Semanas depois, já na cidade, fui a uma rede de "fast foods", e na vã esperança de me alimentar de algo mais saudável pedi uma salada; foi quando me deparei com os mesmos tomatinhos, só que aqueles eram perfeitos, cor perfeita, textura perfeita, contudo não havia neles sabor algum, não tinham gosto de nada, na verdade naquela falsa salada, nada tinha sabor, tanto fazia comer o alface ou o tomate cereja, ou mesmo outra folha qualquer, tudo tinha o mesmo gosto, ou talvez fosse gosto nenhum.

Já não é de hoje que se discute o que vale mais, a forma ou o conteúdo, e infelizmente parece que o culto a forma está vencendo esta batalha e tornando a vida sem sabor.


Na sequencia do filme, Andreas e Hugo ficam tão desesperado por experimentar as sensações que vem do outro lado daquele buraco na parede, que passam a tentar quebrar aquela parede para abrir mais aquela brecha, e conforme abrem a parede as pessoas que transitavam na rua passavam a parar na calçada para tentar identificar de onde vinham aqueles sons e aqueles cheiros maravilhosos, mas isto acabou chamando a atenção das autoridades locais que prederam a Andreas e o impediram de chegar ao outro lado. Creio que neste momento o filme está evidenciando a ditadura da forma que odeia o valor do conteúdo e reprime quem tenta se libertar dos conceitos que pregam a beleza das flores de plástico.

O filme não tem um desfecho, nem sequer responde as perguntas, apenas suscita o incômodo, e particularmente senti este incômodo, acho até que devo estar feliz por estar incomodado, significa que não fui totalmente intoxicado com esta cultura aonde o ser humano está tão desesperado por viver uma vida estável e boa, que acaba abrindo mão da própria vida.

Talvez fosse também neste sentido que Cristo disse (conforme registrado no evangelho de João capitulo 12 verso 26) que muitos amam tanto a vida que acabam por perde-la. É quando as pessoas buscam tanto sua zona de conforto que acabam perdendo de vista o que realmente importa, como quando certas pessoas tem tanto medo de sofrerem desilusões amorosas que nunca se apaixonam, ou mesmo querem tanto se poupar de sofrimentos que rejeitam qualquer tipo de empatia e nunca sentem a dor do semelhante.

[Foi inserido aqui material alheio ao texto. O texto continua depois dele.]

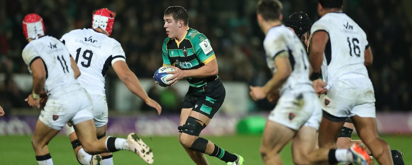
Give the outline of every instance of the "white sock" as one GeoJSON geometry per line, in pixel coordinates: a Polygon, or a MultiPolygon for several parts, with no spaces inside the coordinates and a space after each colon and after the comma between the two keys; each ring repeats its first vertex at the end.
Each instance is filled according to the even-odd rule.
{"type": "Polygon", "coordinates": [[[115,140],[115,147],[118,150],[130,150],[129,143],[127,143],[127,140],[123,138],[116,138],[116,140],[115,140]]]}
{"type": "Polygon", "coordinates": [[[102,161],[102,164],[104,165],[113,165],[112,157],[107,159],[105,159],[104,158],[103,159],[102,161]]]}
{"type": "Polygon", "coordinates": [[[50,153],[42,156],[36,156],[36,160],[39,165],[53,165],[53,160],[50,153]]]}
{"type": "Polygon", "coordinates": [[[79,150],[77,153],[77,158],[79,162],[83,165],[89,165],[90,164],[90,160],[91,160],[92,155],[87,153],[83,149],[83,148],[79,150]]]}
{"type": "Polygon", "coordinates": [[[353,159],[352,152],[349,149],[337,149],[335,157],[339,162],[351,162],[353,159]]]}
{"type": "Polygon", "coordinates": [[[50,158],[44,160],[37,160],[37,164],[39,165],[53,165],[53,160],[50,158]]]}

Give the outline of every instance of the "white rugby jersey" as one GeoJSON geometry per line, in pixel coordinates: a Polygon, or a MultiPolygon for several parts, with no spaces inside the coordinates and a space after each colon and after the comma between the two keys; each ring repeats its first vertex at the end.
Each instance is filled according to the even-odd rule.
{"type": "Polygon", "coordinates": [[[325,31],[329,36],[321,67],[327,88],[339,78],[369,78],[364,64],[368,43],[366,34],[357,24],[344,13],[329,13],[313,24],[311,34],[318,31],[325,31]]]}
{"type": "Polygon", "coordinates": [[[22,56],[30,73],[34,60],[43,60],[46,73],[44,89],[49,98],[81,89],[74,78],[70,54],[57,38],[46,35],[31,41],[24,47],[22,56]]]}
{"type": "Polygon", "coordinates": [[[70,31],[60,39],[77,62],[77,78],[88,91],[105,93],[105,77],[115,62],[125,61],[124,52],[116,40],[91,28],[70,31]]]}
{"type": "Polygon", "coordinates": [[[274,74],[276,71],[274,59],[284,51],[289,52],[289,59],[292,71],[280,89],[280,94],[285,91],[302,92],[314,91],[309,80],[309,61],[307,54],[297,36],[283,25],[269,29],[263,46],[266,52],[267,66],[274,74]]]}

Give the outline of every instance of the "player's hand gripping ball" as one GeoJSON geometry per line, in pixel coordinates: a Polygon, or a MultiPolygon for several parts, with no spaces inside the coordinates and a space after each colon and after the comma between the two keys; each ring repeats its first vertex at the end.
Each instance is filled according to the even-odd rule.
{"type": "Polygon", "coordinates": [[[172,68],[170,66],[161,67],[154,73],[154,80],[157,82],[157,84],[162,87],[166,87],[166,86],[170,86],[170,85],[169,83],[171,80],[169,81],[166,80],[168,78],[173,76],[173,74],[167,74],[166,73],[174,71],[175,71],[175,69],[172,68]]]}

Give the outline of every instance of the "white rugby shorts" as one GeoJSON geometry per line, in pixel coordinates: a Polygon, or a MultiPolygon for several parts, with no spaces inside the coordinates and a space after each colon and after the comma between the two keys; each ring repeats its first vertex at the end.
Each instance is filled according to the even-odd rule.
{"type": "Polygon", "coordinates": [[[313,92],[285,93],[270,112],[268,119],[296,130],[306,126],[317,131],[322,119],[318,100],[313,92]]]}
{"type": "Polygon", "coordinates": [[[47,99],[39,119],[48,127],[60,130],[68,122],[75,125],[93,119],[92,109],[90,96],[81,89],[47,99]]]}
{"type": "Polygon", "coordinates": [[[319,99],[322,109],[335,117],[376,116],[375,91],[368,78],[337,80],[319,99]]]}
{"type": "MultiPolygon", "coordinates": [[[[92,111],[94,119],[94,125],[96,127],[101,127],[106,124],[108,121],[108,108],[106,100],[106,95],[104,93],[94,92],[88,91],[91,98],[91,102],[93,105],[92,111]]],[[[66,125],[66,132],[68,135],[75,132],[73,126],[68,123],[66,125]]]]}

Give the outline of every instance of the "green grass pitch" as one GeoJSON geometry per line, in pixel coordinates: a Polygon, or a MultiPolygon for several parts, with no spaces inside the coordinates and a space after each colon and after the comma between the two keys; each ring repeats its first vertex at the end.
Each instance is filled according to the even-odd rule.
{"type": "MultiPolygon", "coordinates": [[[[117,137],[126,137],[125,135],[117,137]]],[[[412,137],[384,135],[382,137],[388,142],[391,149],[400,150],[404,153],[405,164],[412,164],[412,137]]],[[[260,136],[204,137],[229,152],[242,155],[246,161],[245,165],[263,164],[259,152],[261,140],[260,136]]],[[[36,164],[30,138],[29,136],[0,136],[0,164],[36,164]]],[[[153,149],[154,165],[194,164],[179,144],[177,136],[143,137],[142,139],[153,149]]],[[[356,137],[353,139],[356,139],[356,137]]],[[[55,165],[78,164],[68,137],[56,137],[49,144],[49,148],[55,165]]],[[[115,164],[146,164],[138,156],[130,151],[120,151],[115,153],[113,155],[115,164]]],[[[293,164],[290,145],[287,145],[282,151],[281,156],[284,164],[293,164]]],[[[217,158],[208,156],[206,156],[206,158],[211,165],[225,164],[217,158]]]]}

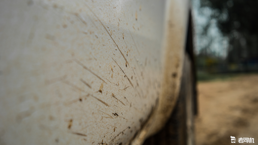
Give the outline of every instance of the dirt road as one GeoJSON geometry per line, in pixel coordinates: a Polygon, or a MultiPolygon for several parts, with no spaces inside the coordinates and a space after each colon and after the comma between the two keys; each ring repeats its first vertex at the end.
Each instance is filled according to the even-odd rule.
{"type": "Polygon", "coordinates": [[[258,144],[258,74],[199,82],[198,88],[197,145],[231,144],[231,136],[237,143],[252,137],[258,144]]]}

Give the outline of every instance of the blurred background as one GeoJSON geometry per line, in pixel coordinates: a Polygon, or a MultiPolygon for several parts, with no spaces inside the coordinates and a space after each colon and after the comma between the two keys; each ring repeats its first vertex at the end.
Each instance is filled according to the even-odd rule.
{"type": "Polygon", "coordinates": [[[192,0],[197,145],[258,142],[258,1],[192,0]]]}

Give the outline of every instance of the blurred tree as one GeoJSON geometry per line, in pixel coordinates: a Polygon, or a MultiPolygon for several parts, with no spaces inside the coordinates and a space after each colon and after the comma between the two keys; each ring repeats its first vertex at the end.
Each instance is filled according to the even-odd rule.
{"type": "MultiPolygon", "coordinates": [[[[212,10],[211,20],[217,20],[218,26],[229,39],[228,62],[258,62],[258,1],[201,0],[201,6],[212,10]]],[[[210,25],[204,27],[204,32],[210,25]]]]}

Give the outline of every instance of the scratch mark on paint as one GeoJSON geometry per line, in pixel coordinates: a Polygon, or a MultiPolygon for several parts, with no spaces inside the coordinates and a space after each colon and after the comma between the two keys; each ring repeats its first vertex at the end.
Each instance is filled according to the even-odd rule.
{"type": "Polygon", "coordinates": [[[55,82],[60,82],[66,79],[66,75],[65,75],[63,76],[58,77],[50,80],[46,80],[45,81],[45,84],[48,85],[55,82]]]}
{"type": "Polygon", "coordinates": [[[96,25],[95,24],[95,23],[94,23],[94,22],[92,20],[92,19],[91,18],[91,17],[88,16],[88,17],[89,17],[89,18],[90,19],[90,20],[91,21],[91,23],[92,23],[93,24],[93,25],[94,25],[94,26],[95,26],[95,27],[96,28],[97,28],[97,29],[99,29],[98,28],[98,27],[97,27],[97,26],[96,26],[96,25]]]}
{"type": "Polygon", "coordinates": [[[133,41],[134,41],[134,45],[135,46],[135,47],[136,48],[136,49],[137,50],[137,52],[138,52],[138,54],[140,54],[140,53],[139,52],[139,51],[138,50],[138,48],[137,47],[137,45],[136,45],[136,44],[135,43],[135,42],[134,41],[134,37],[133,37],[133,35],[132,35],[132,33],[131,33],[131,31],[130,31],[130,30],[129,30],[129,29],[128,29],[128,30],[129,30],[129,32],[130,32],[130,34],[131,35],[131,36],[132,37],[132,38],[133,39],[133,41]]]}
{"type": "Polygon", "coordinates": [[[63,82],[65,84],[66,84],[66,85],[69,85],[70,86],[72,87],[72,88],[75,88],[81,91],[86,93],[86,92],[83,89],[77,87],[77,86],[76,86],[76,85],[72,84],[72,83],[68,82],[67,81],[63,81],[63,82]]]}
{"type": "Polygon", "coordinates": [[[92,94],[91,94],[90,95],[91,95],[91,96],[92,97],[95,98],[95,99],[97,99],[97,100],[98,100],[98,101],[99,101],[100,102],[101,102],[102,103],[103,103],[103,104],[104,104],[106,106],[107,106],[108,107],[109,107],[109,104],[107,104],[107,103],[103,101],[102,101],[101,100],[98,98],[96,97],[93,96],[93,95],[92,95],[92,94]]]}
{"type": "Polygon", "coordinates": [[[127,49],[128,50],[129,50],[129,48],[128,48],[128,46],[127,46],[127,44],[126,44],[126,43],[125,42],[125,41],[124,40],[124,43],[125,43],[125,45],[126,45],[126,48],[127,48],[127,49]]]}
{"type": "Polygon", "coordinates": [[[92,73],[93,74],[93,75],[94,75],[94,76],[96,76],[96,77],[97,77],[97,78],[98,78],[99,79],[100,79],[101,80],[102,80],[102,81],[103,81],[104,82],[104,83],[106,83],[106,82],[105,81],[104,81],[103,79],[101,79],[101,78],[100,78],[100,77],[99,76],[98,76],[97,75],[97,74],[95,74],[95,73],[94,73],[94,72],[93,72],[92,71],[91,71],[91,69],[89,69],[88,68],[88,67],[86,67],[86,66],[84,66],[84,65],[82,63],[81,63],[81,62],[80,62],[80,61],[79,61],[79,60],[77,60],[76,59],[75,59],[75,59],[73,59],[73,61],[75,61],[76,63],[77,63],[78,64],[79,64],[79,65],[80,65],[80,66],[82,66],[82,67],[83,67],[83,68],[84,68],[84,69],[86,69],[86,70],[88,70],[88,71],[89,71],[89,72],[90,72],[91,73],[92,73]]]}
{"type": "Polygon", "coordinates": [[[128,129],[128,128],[130,129],[130,128],[131,128],[130,127],[130,126],[128,126],[128,127],[127,127],[127,128],[125,128],[125,129],[124,129],[124,130],[123,130],[123,131],[121,131],[121,132],[119,132],[119,134],[117,134],[117,135],[115,137],[114,137],[114,138],[113,138],[112,140],[110,140],[109,142],[108,142],[108,143],[110,143],[110,142],[111,142],[111,141],[114,141],[114,140],[115,140],[115,138],[116,138],[117,137],[118,137],[118,136],[119,135],[120,135],[120,134],[121,134],[121,133],[123,133],[123,132],[124,131],[125,131],[125,130],[126,130],[126,129],[128,129]]]}
{"type": "Polygon", "coordinates": [[[114,61],[115,61],[115,63],[116,63],[116,64],[117,64],[117,65],[119,67],[119,68],[120,68],[120,69],[121,69],[121,70],[122,70],[122,71],[124,73],[124,75],[125,75],[125,76],[127,78],[127,79],[128,79],[128,81],[129,81],[129,82],[130,82],[130,84],[131,84],[131,85],[132,85],[132,86],[133,86],[133,87],[134,85],[133,85],[133,84],[132,83],[132,82],[131,82],[131,81],[130,81],[130,80],[129,79],[129,78],[128,78],[128,77],[127,77],[127,76],[126,76],[126,75],[124,73],[124,71],[121,68],[121,67],[120,67],[120,66],[119,66],[119,65],[118,65],[118,64],[117,64],[117,63],[116,63],[116,62],[115,61],[115,60],[114,60],[114,59],[112,57],[112,59],[113,59],[113,60],[114,60],[114,61]]]}
{"type": "Polygon", "coordinates": [[[82,22],[82,23],[83,23],[83,24],[84,24],[86,25],[87,25],[87,23],[86,23],[86,22],[85,22],[85,20],[84,20],[82,17],[81,17],[81,16],[80,16],[77,13],[75,13],[74,14],[74,15],[78,18],[80,20],[81,20],[81,22],[82,22]]]}
{"type": "Polygon", "coordinates": [[[83,134],[81,133],[79,133],[78,132],[73,132],[72,133],[72,134],[74,134],[77,135],[80,135],[81,136],[83,136],[84,137],[87,136],[87,135],[86,135],[86,134],[83,134]]]}
{"type": "Polygon", "coordinates": [[[126,89],[127,89],[127,88],[128,88],[128,87],[130,87],[130,86],[128,86],[128,87],[125,87],[125,88],[124,88],[123,89],[122,89],[122,90],[120,90],[120,91],[118,91],[118,92],[120,92],[120,91],[123,91],[123,90],[125,90],[126,89]]]}
{"type": "Polygon", "coordinates": [[[124,105],[125,106],[125,105],[124,104],[124,103],[123,103],[123,102],[122,102],[121,101],[119,100],[119,99],[118,99],[116,98],[116,97],[115,97],[115,95],[114,94],[112,93],[112,94],[111,95],[112,96],[112,97],[115,98],[117,100],[118,100],[118,101],[119,101],[119,102],[121,102],[121,103],[123,104],[123,105],[124,105]]]}
{"type": "Polygon", "coordinates": [[[81,81],[81,82],[82,82],[85,85],[87,86],[88,87],[90,88],[91,88],[91,86],[90,85],[89,85],[88,84],[88,83],[84,81],[84,80],[82,79],[80,79],[80,80],[81,81]]]}
{"type": "Polygon", "coordinates": [[[114,40],[114,39],[113,39],[113,38],[111,36],[111,35],[110,35],[110,34],[109,34],[109,32],[107,30],[107,29],[106,28],[106,27],[103,24],[103,23],[102,23],[102,22],[101,21],[100,21],[100,19],[97,16],[97,15],[96,15],[96,14],[95,14],[95,13],[93,12],[93,11],[92,11],[92,10],[91,10],[91,9],[90,8],[90,7],[89,7],[89,6],[88,6],[88,5],[87,5],[86,4],[85,4],[85,5],[90,10],[90,11],[92,13],[92,14],[93,14],[94,15],[94,16],[95,16],[95,17],[96,17],[97,18],[97,19],[99,20],[99,21],[100,22],[101,24],[101,25],[102,25],[102,26],[103,26],[103,27],[104,27],[104,28],[105,28],[105,29],[106,30],[106,31],[107,32],[107,33],[109,35],[109,36],[110,36],[110,38],[111,38],[111,39],[113,40],[113,41],[114,42],[114,43],[115,43],[115,45],[116,46],[116,47],[118,49],[118,50],[119,50],[119,51],[120,52],[120,53],[122,55],[122,56],[123,56],[123,57],[124,57],[124,60],[125,60],[125,62],[126,62],[127,63],[127,64],[128,64],[128,65],[129,65],[129,63],[128,63],[128,62],[127,61],[127,60],[126,60],[126,58],[125,58],[125,57],[124,57],[124,54],[122,52],[122,51],[121,51],[120,50],[120,49],[119,49],[119,48],[118,47],[118,46],[116,44],[116,43],[115,43],[115,40],[114,40]]]}
{"type": "Polygon", "coordinates": [[[106,114],[106,115],[107,115],[108,116],[109,116],[110,117],[111,117],[111,118],[112,118],[112,119],[113,119],[113,117],[112,117],[112,116],[110,116],[110,115],[108,115],[108,114],[107,114],[107,113],[105,113],[105,112],[103,112],[102,111],[100,110],[99,110],[98,109],[97,110],[98,110],[98,111],[100,111],[100,112],[102,112],[102,113],[104,113],[104,114],[106,114]]]}

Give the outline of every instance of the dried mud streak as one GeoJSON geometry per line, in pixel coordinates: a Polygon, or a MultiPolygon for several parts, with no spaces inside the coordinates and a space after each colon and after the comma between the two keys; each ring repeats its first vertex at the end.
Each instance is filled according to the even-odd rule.
{"type": "Polygon", "coordinates": [[[76,62],[77,64],[79,64],[80,66],[82,66],[82,67],[83,68],[86,69],[86,70],[88,70],[88,71],[89,71],[89,72],[90,72],[91,73],[92,73],[94,76],[97,76],[97,78],[98,78],[99,79],[100,79],[101,80],[103,81],[104,83],[106,83],[106,84],[107,83],[104,80],[103,80],[103,79],[101,79],[101,78],[100,78],[99,76],[98,76],[96,74],[95,74],[95,73],[93,71],[91,71],[91,70],[88,69],[88,67],[86,67],[86,66],[85,66],[82,63],[81,63],[81,62],[79,61],[79,60],[77,60],[77,59],[76,59],[75,58],[73,59],[73,60],[74,61],[75,61],[75,62],[76,62]]]}
{"type": "Polygon", "coordinates": [[[92,94],[91,94],[91,97],[94,97],[94,98],[95,98],[95,99],[97,99],[97,100],[98,100],[98,101],[99,101],[100,102],[101,102],[102,103],[103,103],[103,104],[104,104],[105,105],[106,105],[106,106],[107,106],[108,107],[109,107],[109,104],[107,104],[107,103],[106,103],[105,102],[103,101],[102,101],[102,100],[100,100],[100,99],[98,99],[98,98],[97,98],[97,97],[95,97],[95,96],[93,96],[93,95],[92,95],[92,94]]]}
{"type": "Polygon", "coordinates": [[[132,83],[132,82],[131,82],[131,81],[130,81],[130,80],[129,79],[129,78],[128,78],[128,77],[127,77],[127,76],[126,76],[126,75],[124,73],[124,71],[123,71],[123,69],[122,69],[121,68],[121,67],[120,67],[120,66],[119,66],[118,64],[117,64],[117,63],[116,63],[116,62],[115,61],[115,60],[114,60],[114,59],[113,58],[112,58],[112,59],[113,59],[113,60],[114,60],[114,61],[115,61],[115,63],[116,63],[116,64],[119,67],[119,68],[120,68],[120,69],[121,69],[121,70],[122,70],[122,71],[124,73],[124,75],[125,75],[125,76],[126,77],[126,78],[127,78],[127,79],[128,79],[128,80],[129,81],[129,82],[130,82],[130,84],[131,84],[131,85],[132,85],[132,86],[133,87],[133,88],[134,85],[133,85],[133,84],[132,83]]]}
{"type": "Polygon", "coordinates": [[[77,135],[80,135],[81,136],[83,136],[84,137],[87,137],[87,135],[86,135],[86,134],[82,134],[81,133],[79,133],[78,132],[73,132],[72,133],[72,134],[76,134],[77,135]]]}
{"type": "Polygon", "coordinates": [[[134,41],[134,45],[135,45],[135,47],[136,48],[136,49],[137,50],[137,52],[138,52],[138,54],[139,55],[140,54],[140,53],[139,52],[139,51],[138,50],[138,48],[137,47],[137,46],[136,45],[136,44],[135,43],[135,42],[134,41],[134,37],[133,37],[133,35],[132,35],[132,34],[131,33],[131,31],[130,31],[130,30],[129,29],[128,30],[129,30],[129,32],[130,32],[130,34],[131,35],[131,36],[132,37],[132,38],[133,39],[133,41],[134,41]]]}
{"type": "Polygon", "coordinates": [[[90,7],[89,7],[89,6],[88,5],[87,5],[87,4],[85,4],[85,5],[86,5],[86,6],[87,6],[87,7],[90,10],[90,11],[91,11],[91,12],[92,13],[92,14],[93,14],[94,15],[94,16],[96,17],[96,18],[97,18],[97,19],[98,19],[98,21],[100,22],[100,23],[101,24],[101,25],[102,25],[102,26],[103,26],[103,27],[104,27],[104,28],[105,28],[105,29],[106,30],[106,31],[107,32],[108,34],[108,35],[109,35],[109,36],[110,36],[110,38],[111,38],[111,39],[112,39],[112,40],[113,40],[113,42],[114,42],[114,43],[115,43],[115,45],[116,46],[116,47],[118,49],[118,50],[119,50],[119,52],[120,52],[120,53],[122,55],[122,56],[123,56],[123,57],[124,57],[124,60],[125,60],[125,62],[126,62],[126,63],[127,64],[128,64],[128,65],[130,66],[130,65],[129,65],[129,63],[128,63],[128,62],[127,61],[127,60],[126,60],[126,58],[125,58],[125,57],[124,55],[124,54],[123,54],[123,53],[122,53],[122,51],[121,51],[120,50],[120,49],[119,49],[119,48],[118,47],[118,46],[116,44],[116,43],[115,42],[115,40],[114,40],[114,39],[113,39],[113,38],[111,36],[111,35],[110,35],[110,34],[109,33],[109,32],[107,30],[107,29],[106,28],[106,27],[103,24],[103,23],[102,23],[102,22],[101,21],[100,21],[100,19],[99,18],[99,17],[98,17],[97,16],[97,15],[96,15],[96,14],[95,14],[95,13],[93,12],[93,11],[92,11],[92,10],[91,10],[91,9],[90,8],[90,7]]]}
{"type": "Polygon", "coordinates": [[[82,79],[80,79],[80,80],[81,81],[81,82],[82,82],[85,85],[87,86],[88,87],[90,88],[91,88],[91,86],[90,85],[89,85],[89,84],[88,84],[88,83],[84,81],[84,80],[82,79]]]}

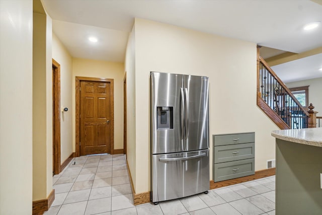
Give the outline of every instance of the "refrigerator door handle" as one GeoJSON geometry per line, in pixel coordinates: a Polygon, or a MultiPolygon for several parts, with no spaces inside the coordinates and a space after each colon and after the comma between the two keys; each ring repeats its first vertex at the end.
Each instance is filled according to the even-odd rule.
{"type": "MultiPolygon", "coordinates": [[[[185,135],[185,138],[186,138],[186,139],[188,139],[188,136],[189,134],[189,96],[188,95],[188,89],[187,88],[185,88],[185,114],[186,114],[186,126],[185,126],[185,129],[186,129],[186,133],[185,135]]],[[[186,146],[186,148],[188,148],[188,146],[186,146]]],[[[187,149],[186,149],[186,150],[187,151],[187,149]]]]}
{"type": "Polygon", "coordinates": [[[159,161],[183,161],[186,160],[195,159],[198,158],[201,158],[206,156],[206,153],[201,153],[200,155],[194,155],[193,156],[190,157],[184,157],[180,158],[159,158],[159,161]]]}
{"type": "Polygon", "coordinates": [[[183,88],[180,88],[181,92],[181,139],[183,139],[184,138],[184,131],[185,131],[185,124],[184,122],[185,120],[185,95],[184,94],[183,88]]]}

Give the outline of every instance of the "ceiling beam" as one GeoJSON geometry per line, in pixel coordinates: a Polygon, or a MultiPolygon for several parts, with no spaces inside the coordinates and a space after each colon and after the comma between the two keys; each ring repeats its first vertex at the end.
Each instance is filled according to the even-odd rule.
{"type": "Polygon", "coordinates": [[[321,53],[322,53],[322,47],[319,47],[318,48],[299,53],[298,54],[292,52],[283,53],[283,54],[265,59],[265,61],[270,66],[273,66],[310,56],[315,55],[321,53]]]}

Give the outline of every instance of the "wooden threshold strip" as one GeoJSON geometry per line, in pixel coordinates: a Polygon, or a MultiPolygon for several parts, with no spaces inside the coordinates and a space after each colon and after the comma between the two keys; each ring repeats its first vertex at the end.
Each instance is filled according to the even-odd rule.
{"type": "Polygon", "coordinates": [[[144,204],[145,203],[148,203],[151,201],[151,198],[150,197],[150,191],[144,192],[140,193],[135,193],[135,190],[134,190],[134,187],[133,184],[132,176],[131,175],[131,172],[130,172],[129,165],[127,163],[127,160],[126,161],[126,166],[127,167],[127,172],[129,174],[129,178],[130,178],[130,183],[131,183],[131,188],[132,188],[133,201],[134,205],[144,204]]]}
{"type": "Polygon", "coordinates": [[[213,180],[212,180],[210,181],[210,189],[212,190],[213,189],[219,188],[219,187],[247,182],[248,181],[259,179],[260,178],[263,178],[266,177],[272,176],[275,175],[275,168],[274,168],[256,171],[255,175],[219,181],[218,182],[214,182],[213,180]]]}
{"type": "Polygon", "coordinates": [[[70,161],[71,161],[71,159],[72,159],[72,158],[74,157],[75,157],[75,153],[73,152],[71,153],[71,154],[70,154],[69,157],[68,157],[67,159],[66,159],[65,161],[64,161],[62,164],[61,164],[61,171],[63,171],[64,169],[65,169],[65,167],[66,167],[67,165],[69,163],[70,161]]]}
{"type": "Polygon", "coordinates": [[[46,199],[33,201],[33,215],[43,214],[45,211],[49,209],[54,200],[55,200],[55,189],[53,189],[46,199]]]}

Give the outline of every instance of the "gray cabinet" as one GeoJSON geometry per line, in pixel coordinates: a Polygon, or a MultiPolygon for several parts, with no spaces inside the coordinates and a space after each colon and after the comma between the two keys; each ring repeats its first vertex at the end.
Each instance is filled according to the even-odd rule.
{"type": "Polygon", "coordinates": [[[215,182],[255,174],[254,132],[213,135],[215,182]]]}

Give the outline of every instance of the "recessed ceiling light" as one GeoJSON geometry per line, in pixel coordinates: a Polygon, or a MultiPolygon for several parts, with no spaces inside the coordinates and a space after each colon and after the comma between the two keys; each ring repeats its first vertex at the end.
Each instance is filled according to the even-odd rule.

Luiz Fernando Veríssimo disse que "De nada adianta cercar um coração vazio ou mesmo economizar a alma.e o romance cujo fim é instantâneo ou indolor não é romance". O pastor Martin Luther King certa vez disse que a vida só vale a pena quando encontramos o motivo pelo qual morreremos.

Mas como disse, apesar das orientações contrárias de grande homens ou do próprio Cristo, nossa sociedade cultua a forma sem se dar conta do conteúdo, então de repente ficou tudo assim, bonito mas sem vida, como um jardim de flores de plástico e se nesta hora se nos sentirmos incomodados, é porque ainda há esperança.